Comment 4 Yaniv Kaul 2016-11-01 12:29:22 UTC
(In reply to jniederm from comment #3)
> IIUIC the problem with such vdsm only change might be that user will not be
> able to find out what RNG source is actually used. The UI would always show
> 'random'. Plus it would introduce an inconsistency between VM descriptor
> that is being send on VM startup from engine to vdsm and the actual VM
> configuration.
> And both 'random' and 'urandom' are present on almost all linux systems so
> it would also mean that after upgrade 4.0 -> 4.1 even VMs in 4.0 clusters
> will get 'urandom' (despite expecting 'random').

Understood - but keep in mind that it's a libvirt issue of not supporting 'urandom' - until 7.3. You need to make sure that all hosts support it (for migration, for example). I thought the best path would have been to hide this detail from everyone as much as possible.

Comment 5 Eyal Edri 2016-11-23 07:22:12 UTC
This is now failing CI:

http://jenkins.ovirt.org/view/experimental%20jobs/job/test-repo_ovirt_experimental_master/3562/\

While running log-collector, this error shows:

ERROR: _get_hypervisors_from_api: urandom is not a valid RngSource

Comment 6 Sandro Bonazzola 2016-12-12 13:54:16 UTC
The fix for this issue should be included in oVirt 4.1.0 beta 1 released on December 1st. If not included please move back to modified.
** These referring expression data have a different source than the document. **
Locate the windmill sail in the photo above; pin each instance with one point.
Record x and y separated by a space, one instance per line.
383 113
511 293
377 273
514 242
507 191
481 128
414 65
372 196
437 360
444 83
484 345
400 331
Comment 7 Tomas Jelinek 2016-12-13 08:12:55 UTC
*** Bug 1347271 has been marked as a duplicate of this bug. ***

Comment 8 Nisim Simsolo 2017-03-08 15:11:58 UTC
Verification builds:
ovirt-engine-4.1.1.3-0.1.el7
vdsm-4.19.7-1.el7ev.x86_64
libvirt-client-2.0.0-10.el7_3.5.x86_64
qemu-kvm-rhev-2.6.0-28.el7_3.6.x86_64
sanlock-3.4.0-1.el7.x86_64

Comment 9 Lucy Bopf 2017-03-14 04:53:16 UTC
Removing the doc text and setting requires_doc_text to '-', as this change is already described in bug 1337101.